In light of the recent controversy related to sexual assaults in the military and reform of the UCMJ, a group of law professors have drafted a sort of wish list for studies and reforms in the wake of the controversy.  Available here.  The list of professors is long and distinguished . . . so I’ll just name a few:

  • Eugene R. Fidell, Senior Research Scholar in Law and Florence Rogatz Visiting Lecturer in Law, Yale Law School; U.S. Coast Guard, 1969-72.
  • David J. R. Frakt, Visiting Professor of Law, University of Pittsburgh School of Law; Lieutenant Colonel, USAFR, U.S. Air Force JAG, 1995-2005, Reserve Air Force JAG, 2005-present.
  • Eric M. Freedman, Maurice A. Deane Distinguished Professor of Constitutional Law, Maurice A. Deane School of Law at Hofstra University.
  • Diane H. Mazur, Professor of Law, University of Florida College of Law; U.S. Air Force, 1979-83.
  • Stephen A. Saltzburg, Wallace and Beverley Woodbury University Professor of Law, Co-Director, Litigation and Dispute Resolution Program, George Washington University Law School. 

3 Responses to “Law Professors’ Statement on Reform of Military Justice”

  1. Zachary D Spilman says:

    These law professors – many of whose names are immediately recognizable, as they are experts in their fields – suggest radical change:

    We do not believe structural changes will cure all of the problems that have come so forcefully to public attention, but unless structural changes are made, we are concerned that our military personnel will not be receiving the kind of justice they deserve.

    Statement at 2.

    A separate legal regime should not be established for the adjudication of sexual offenses.
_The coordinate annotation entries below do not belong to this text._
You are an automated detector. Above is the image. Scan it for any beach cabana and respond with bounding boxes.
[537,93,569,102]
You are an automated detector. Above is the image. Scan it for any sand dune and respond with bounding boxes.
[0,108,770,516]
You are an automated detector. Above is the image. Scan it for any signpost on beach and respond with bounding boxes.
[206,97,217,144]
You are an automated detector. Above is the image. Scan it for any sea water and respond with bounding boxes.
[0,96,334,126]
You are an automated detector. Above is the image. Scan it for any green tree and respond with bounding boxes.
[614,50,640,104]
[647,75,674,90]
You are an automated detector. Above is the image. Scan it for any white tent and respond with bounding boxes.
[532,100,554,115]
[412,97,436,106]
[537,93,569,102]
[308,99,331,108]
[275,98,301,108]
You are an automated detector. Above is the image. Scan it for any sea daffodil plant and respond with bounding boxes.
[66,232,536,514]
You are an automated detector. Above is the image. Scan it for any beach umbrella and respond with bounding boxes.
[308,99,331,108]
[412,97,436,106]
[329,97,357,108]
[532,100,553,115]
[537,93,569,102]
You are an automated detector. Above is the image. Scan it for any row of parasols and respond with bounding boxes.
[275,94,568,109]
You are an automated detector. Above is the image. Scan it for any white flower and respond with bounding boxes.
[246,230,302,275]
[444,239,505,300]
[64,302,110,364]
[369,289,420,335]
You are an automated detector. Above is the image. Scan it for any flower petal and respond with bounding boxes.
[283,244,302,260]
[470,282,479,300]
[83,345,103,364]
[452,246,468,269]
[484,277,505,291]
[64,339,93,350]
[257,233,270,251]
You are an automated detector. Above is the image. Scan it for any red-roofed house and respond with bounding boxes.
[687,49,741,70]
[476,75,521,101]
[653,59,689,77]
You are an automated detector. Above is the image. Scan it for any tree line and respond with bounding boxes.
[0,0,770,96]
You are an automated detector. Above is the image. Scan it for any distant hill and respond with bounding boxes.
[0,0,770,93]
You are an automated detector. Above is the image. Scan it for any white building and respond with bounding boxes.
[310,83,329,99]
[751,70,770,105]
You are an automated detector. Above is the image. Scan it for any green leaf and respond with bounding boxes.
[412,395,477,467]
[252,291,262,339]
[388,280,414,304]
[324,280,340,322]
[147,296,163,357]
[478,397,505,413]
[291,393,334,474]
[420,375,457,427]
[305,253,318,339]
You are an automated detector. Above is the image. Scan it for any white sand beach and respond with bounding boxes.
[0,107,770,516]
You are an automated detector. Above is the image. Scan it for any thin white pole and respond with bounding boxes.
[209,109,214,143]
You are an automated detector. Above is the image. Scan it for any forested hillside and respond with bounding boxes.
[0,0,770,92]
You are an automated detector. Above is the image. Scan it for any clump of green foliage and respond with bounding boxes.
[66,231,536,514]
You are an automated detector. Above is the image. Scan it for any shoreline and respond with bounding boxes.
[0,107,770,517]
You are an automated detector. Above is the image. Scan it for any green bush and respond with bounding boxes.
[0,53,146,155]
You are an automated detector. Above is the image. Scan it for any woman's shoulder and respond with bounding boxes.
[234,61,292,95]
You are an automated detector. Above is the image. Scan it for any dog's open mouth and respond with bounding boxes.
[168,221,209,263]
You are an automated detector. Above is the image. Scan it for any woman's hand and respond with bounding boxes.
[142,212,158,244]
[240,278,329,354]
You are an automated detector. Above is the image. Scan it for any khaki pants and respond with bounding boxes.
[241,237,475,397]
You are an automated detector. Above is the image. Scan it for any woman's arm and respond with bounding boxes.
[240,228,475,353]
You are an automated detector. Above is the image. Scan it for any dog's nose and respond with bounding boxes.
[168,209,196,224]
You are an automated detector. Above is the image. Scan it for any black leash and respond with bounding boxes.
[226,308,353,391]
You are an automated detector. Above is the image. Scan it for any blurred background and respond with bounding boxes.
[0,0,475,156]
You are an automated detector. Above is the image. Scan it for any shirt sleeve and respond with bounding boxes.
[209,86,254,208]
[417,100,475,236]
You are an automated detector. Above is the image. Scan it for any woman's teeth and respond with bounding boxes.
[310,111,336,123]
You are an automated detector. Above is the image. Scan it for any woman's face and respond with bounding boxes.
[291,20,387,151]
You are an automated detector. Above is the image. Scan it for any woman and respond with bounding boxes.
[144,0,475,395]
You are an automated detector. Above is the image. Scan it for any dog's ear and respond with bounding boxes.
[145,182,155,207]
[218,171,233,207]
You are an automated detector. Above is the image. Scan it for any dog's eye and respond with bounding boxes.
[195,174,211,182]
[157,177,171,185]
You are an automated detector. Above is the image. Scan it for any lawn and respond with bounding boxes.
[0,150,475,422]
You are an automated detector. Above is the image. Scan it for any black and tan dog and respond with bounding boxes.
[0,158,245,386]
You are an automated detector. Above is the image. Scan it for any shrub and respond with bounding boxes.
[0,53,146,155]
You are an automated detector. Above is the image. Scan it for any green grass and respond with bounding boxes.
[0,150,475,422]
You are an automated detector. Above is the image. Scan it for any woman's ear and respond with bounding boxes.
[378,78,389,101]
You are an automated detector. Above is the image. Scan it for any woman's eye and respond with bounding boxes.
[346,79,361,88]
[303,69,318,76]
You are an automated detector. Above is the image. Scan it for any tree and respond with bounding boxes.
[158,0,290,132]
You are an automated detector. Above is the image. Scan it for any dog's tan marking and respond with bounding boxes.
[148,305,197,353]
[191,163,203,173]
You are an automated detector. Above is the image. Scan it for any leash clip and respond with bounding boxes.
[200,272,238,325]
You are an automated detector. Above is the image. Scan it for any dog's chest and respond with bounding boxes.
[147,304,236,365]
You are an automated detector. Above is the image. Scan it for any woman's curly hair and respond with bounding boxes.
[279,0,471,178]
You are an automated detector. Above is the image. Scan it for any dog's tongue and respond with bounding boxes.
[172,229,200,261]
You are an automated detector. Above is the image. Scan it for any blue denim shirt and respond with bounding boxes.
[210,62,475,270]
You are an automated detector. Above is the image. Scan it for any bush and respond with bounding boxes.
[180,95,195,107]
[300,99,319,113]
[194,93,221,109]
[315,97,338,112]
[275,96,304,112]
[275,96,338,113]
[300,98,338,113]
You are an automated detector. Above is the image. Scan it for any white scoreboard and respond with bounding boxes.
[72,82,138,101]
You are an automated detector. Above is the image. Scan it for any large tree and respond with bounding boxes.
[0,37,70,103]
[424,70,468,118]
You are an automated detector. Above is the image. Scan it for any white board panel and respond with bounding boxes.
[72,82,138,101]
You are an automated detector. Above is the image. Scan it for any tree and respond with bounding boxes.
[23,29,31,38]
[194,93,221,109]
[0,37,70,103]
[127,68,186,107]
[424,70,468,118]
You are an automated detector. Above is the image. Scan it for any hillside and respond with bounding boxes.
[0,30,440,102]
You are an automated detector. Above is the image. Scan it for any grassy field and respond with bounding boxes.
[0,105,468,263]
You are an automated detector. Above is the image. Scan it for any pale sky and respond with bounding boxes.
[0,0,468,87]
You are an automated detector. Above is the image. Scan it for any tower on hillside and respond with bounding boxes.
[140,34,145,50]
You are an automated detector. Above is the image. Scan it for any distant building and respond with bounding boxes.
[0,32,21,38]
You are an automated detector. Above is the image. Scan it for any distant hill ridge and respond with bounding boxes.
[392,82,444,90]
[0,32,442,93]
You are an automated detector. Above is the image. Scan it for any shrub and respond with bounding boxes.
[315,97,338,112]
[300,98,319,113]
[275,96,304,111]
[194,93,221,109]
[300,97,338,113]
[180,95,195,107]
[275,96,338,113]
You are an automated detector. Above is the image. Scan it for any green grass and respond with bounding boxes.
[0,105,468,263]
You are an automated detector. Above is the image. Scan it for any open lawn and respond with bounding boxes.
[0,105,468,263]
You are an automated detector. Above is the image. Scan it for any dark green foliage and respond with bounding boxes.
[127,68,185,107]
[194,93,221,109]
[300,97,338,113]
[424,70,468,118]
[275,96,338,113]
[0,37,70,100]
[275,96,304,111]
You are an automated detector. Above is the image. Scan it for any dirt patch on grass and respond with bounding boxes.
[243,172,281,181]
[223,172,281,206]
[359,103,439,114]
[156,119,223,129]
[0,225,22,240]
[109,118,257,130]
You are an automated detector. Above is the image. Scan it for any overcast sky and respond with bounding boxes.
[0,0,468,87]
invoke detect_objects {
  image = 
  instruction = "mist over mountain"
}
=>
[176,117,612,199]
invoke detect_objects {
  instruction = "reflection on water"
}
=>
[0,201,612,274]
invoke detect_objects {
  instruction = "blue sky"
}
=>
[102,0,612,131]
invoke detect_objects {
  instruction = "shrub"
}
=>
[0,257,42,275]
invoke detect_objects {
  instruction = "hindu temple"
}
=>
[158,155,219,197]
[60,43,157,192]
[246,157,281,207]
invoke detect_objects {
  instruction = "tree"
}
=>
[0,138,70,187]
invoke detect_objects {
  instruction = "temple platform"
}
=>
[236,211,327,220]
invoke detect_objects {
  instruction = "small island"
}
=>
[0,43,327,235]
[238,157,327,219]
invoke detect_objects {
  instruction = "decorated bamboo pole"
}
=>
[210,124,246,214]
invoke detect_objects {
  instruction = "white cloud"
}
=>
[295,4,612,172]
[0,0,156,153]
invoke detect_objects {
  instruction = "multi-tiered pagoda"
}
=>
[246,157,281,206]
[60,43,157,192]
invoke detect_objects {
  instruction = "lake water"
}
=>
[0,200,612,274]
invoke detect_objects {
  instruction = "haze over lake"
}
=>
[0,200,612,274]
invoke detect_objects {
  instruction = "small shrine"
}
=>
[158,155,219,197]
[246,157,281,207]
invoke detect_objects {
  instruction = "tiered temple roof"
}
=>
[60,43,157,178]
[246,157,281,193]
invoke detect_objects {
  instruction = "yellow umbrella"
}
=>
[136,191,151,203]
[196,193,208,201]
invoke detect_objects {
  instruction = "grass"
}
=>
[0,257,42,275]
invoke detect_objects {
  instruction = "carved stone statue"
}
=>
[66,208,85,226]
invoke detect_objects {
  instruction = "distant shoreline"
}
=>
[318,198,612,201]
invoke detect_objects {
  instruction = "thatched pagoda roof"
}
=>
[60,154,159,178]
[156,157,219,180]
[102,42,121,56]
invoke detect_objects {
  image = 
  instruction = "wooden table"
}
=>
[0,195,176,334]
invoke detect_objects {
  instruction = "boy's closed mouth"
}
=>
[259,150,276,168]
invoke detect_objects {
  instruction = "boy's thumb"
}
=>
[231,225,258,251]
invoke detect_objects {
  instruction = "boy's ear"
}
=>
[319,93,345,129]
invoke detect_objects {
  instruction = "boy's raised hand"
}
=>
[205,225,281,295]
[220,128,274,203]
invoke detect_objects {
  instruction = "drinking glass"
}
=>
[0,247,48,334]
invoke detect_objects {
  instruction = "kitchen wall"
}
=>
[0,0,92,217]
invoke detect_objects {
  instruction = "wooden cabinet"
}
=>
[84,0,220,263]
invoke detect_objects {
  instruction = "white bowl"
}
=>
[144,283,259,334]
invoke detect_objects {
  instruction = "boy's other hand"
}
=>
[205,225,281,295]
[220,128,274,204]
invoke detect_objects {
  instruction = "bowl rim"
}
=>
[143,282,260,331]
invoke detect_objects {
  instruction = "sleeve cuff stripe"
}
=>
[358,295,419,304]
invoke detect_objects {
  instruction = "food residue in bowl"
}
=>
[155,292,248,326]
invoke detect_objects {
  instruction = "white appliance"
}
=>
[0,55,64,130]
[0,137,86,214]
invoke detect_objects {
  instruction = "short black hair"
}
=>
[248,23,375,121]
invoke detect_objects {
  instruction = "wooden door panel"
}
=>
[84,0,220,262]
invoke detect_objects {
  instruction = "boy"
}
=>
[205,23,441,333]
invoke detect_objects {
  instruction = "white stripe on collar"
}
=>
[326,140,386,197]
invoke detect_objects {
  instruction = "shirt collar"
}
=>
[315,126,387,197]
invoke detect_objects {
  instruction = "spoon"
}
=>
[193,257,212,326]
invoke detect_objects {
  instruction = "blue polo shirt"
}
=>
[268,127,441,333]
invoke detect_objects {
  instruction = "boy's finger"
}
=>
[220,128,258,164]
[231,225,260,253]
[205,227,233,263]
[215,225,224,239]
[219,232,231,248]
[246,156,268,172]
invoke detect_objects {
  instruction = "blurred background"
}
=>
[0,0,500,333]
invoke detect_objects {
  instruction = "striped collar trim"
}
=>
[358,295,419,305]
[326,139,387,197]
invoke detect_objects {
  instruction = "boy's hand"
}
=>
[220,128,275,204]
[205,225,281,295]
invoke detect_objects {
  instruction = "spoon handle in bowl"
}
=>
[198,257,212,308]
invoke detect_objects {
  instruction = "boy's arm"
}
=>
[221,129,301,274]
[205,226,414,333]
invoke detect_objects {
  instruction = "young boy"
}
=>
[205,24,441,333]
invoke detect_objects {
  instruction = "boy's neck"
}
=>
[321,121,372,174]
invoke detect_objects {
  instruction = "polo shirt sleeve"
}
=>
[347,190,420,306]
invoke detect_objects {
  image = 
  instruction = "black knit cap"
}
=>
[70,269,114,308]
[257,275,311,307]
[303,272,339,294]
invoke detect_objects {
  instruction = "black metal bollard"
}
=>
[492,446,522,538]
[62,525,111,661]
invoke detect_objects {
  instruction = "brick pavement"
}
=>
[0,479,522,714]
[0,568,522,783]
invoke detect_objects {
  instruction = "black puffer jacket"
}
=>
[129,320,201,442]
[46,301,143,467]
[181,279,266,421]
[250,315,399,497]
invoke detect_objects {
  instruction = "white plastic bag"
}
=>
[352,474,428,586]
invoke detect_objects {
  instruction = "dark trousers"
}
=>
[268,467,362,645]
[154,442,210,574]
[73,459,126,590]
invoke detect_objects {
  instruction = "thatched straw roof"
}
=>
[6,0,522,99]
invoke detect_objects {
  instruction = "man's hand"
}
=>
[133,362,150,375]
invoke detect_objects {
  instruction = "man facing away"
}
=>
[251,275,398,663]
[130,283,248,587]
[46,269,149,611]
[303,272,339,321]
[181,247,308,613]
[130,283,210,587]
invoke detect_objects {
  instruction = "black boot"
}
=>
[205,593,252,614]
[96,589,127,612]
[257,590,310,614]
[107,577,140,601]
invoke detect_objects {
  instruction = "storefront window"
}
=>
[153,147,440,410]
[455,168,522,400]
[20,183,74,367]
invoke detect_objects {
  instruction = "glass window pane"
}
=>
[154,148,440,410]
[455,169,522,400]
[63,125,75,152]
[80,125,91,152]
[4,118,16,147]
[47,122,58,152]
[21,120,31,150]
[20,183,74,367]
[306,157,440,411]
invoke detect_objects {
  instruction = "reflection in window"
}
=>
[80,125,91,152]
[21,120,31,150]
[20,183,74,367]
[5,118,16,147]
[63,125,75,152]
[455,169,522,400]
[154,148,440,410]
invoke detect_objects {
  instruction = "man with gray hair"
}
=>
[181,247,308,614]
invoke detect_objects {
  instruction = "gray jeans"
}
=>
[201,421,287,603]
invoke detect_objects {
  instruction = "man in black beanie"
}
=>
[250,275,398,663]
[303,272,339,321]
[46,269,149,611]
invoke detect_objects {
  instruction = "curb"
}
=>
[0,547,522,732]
The UCMJ is supposed to be uniform. It is unfortunate enough that there are inter-service variations on some aspects of the administration of military justice, but it would be wasteful, confusing, and potentially counter-productive to carve out any particular punitive article for an essentially separate process.

    Statement at 3.

    As a result, we recommend that the decision to prosecute a member of the armed forces for criminal conduct (as opposed to minor disciplinary offenses) be made by an independent prosecutor outside the chain of command.


    Personnel should be detailed to serve as court-martial members (jurors) by a court-martial administrator rather than a commander, to avoid concerns about jury-stacking and unlawful command influence.


    Court-martial findings and sentences should not be subject to post-trial review, approval or adjustment by commanders.

    Statement at 4.

    Military judges in each service should have uniform statutory terms of office of at least four years’ duration in order to ensure their independence and reduce the unjustifiable inter-service disparities that currently exist.


  2. Mike "No Man" Navarre says:

    And I don’t mean this in a negative way, but essentially the letter uses this as a platform to advocate all the Mil Jus reforms that those from the defense bar have advocated for years. Which is rather amusing given the focus on increased prosecution in Congress. Congress somehow thinks that putting lawyers in charge will result in more convictions, yet the defense bar has thought for years that nearly the opposite was true.

  3. JB says:

    So, unit is in combat, heavily engaged with the enemy.  The “court-martial administrator” orders the combatant commander and other key unit members to the rear to do their duty as members. Who trumps who?